On July 16, students toured the USDA Appalachian Fruit Research Station (AFRS) in Kearneysville, WV, to learn about current research on tree fruit disease. At the AFRS, Dr. Chris Dardick hosted students and organized a series of research presentations by Drs. Mike Glenn, Wojziech Janisiewicz, and Doo-Hyung Lee and orchard tours by Dr. Michael Wisniewski.
On July 17, students visited the USDA Foreign Disease and Weed Research Lab in Frederick, MD, hosted by Dr. Reid Frederick and Diana Sherman. During the morning students discussed a wide range of plant pathogen and insect vector research topics with Drs. Tim Widmer, Bill Bruckert, Dana Berner, and Bill Schneider; and after lunch they toured the USDA’s BL-3 biocontainment greenhouses and labs and learned about invasive foreign plant pathogens. Students also learned about a variety of research positions and areas of expertise needed to fill future USDA jobs.
On July 23, students toured Longwood Gardens in Kennett Square, PA, with Dr.

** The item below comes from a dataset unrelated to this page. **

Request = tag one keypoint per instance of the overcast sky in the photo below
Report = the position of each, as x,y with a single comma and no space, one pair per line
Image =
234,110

Casey Sclar, Plant Health Care Division Leader at Longwood. Casey lead the students on a survey of Garden plant disease problems and discussed environmental issues associated with plant diseases developing over time and problems associated with their diagnosis. The next day was spent with Dr. Dave Beyer who organized visits to several mushroom production farms and composting facilities. There students learned about various methods for mushroom production and disease control in mushroom crops from Chris Alonzo, President of Pietro Industries and from Joe Poppiti, President of the American Mushroom Institute. At Needham’s Mushrooms, Art Needam, President of Needhams Mushroom Farm, explained the process for developing prepackaged spawned mushroom compost ready for mushroom production at delivery. The afternoon was spent visiting Laurel Valley Farms Composting Facility in Avondale, PA. There, Glenn Cote, General Manager, taught students about the microbiological and environmental details required for commercial production of compost. Students toured phase 1 and 2 bunkers and tunnels and studied firsthand the types of environmental controls needed for successful compost production.
The last week of the course returned to campus, where Dr. Beth Gugino lead the class on a survey of vegetable crop diseases at the Larsen Research Farm and assisted in the disease diagnosis later that week in lab.